Surviving a 2,000 mile family road trip in an Audi RS7

The last time my family made the long, parched drive from Phoenix to Austin on I-10, we were in our 1998 Nissan Sentra, with its gummy floormats and cracked windshield, driver’s-side window that no longer works and its built-in casette player, a sad car for sad times. We were fleeing California and a recession that had ruined us. We went slowly--the Sentra had no other mode--feeling depressed and anxious, towards an uncertain future.

This year, we did the drive in an 2014 Audi RS7.

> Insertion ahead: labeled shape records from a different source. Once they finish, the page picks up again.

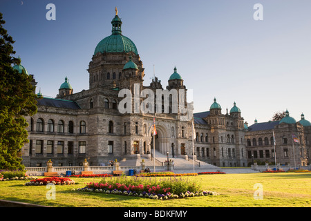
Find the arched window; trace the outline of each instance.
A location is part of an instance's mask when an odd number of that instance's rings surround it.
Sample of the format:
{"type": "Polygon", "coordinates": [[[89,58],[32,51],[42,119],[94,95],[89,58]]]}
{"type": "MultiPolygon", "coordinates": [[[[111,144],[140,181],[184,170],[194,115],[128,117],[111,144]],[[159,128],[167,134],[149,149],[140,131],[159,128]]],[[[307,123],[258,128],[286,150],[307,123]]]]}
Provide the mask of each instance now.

It wasn’t ours. None of these cars we test are. It’s all a sick illusion. Still, we had a $125,000, 560-hp sports machine to drive across the desert and back in our 2,000 mile family adventure. “Wouldn’t you have preferred a nice diesel?” a colleague asked. That would have made sense for a family road trip. So would a Honda Odyssey with a built-in vacuum. But instead they offered us a car that wouldn’t be out of place in Forza 5. My wife, my 11-year-old son, and our ancient Boston Terrier would feel the burn.

ADVERTISEMENT

My colleague Ezra Dyer has already made an efficient and witty evaluation of the RS-7’s crazed drive dynamics and warp-speed 0-to-60 action. I also had my chance to push the car around its limits, and I can say this with certainty: It is the best commercial sports sedan out there, above the excellent but slightly wafty BMW M6 Gran Coupé and the excellent but slightly heavy Jaguar XJR. The fact that I can even begin to make such a comparison makes me want to punch myself in the face. There you have it. The Audi RS7, a light rocket, stands alone.

This wasn’t a track drive, it was a family road trip, a function that the RS-7 was clearly not designed to perform. But that’s what I used it for, and that’s how it will be evaluated here.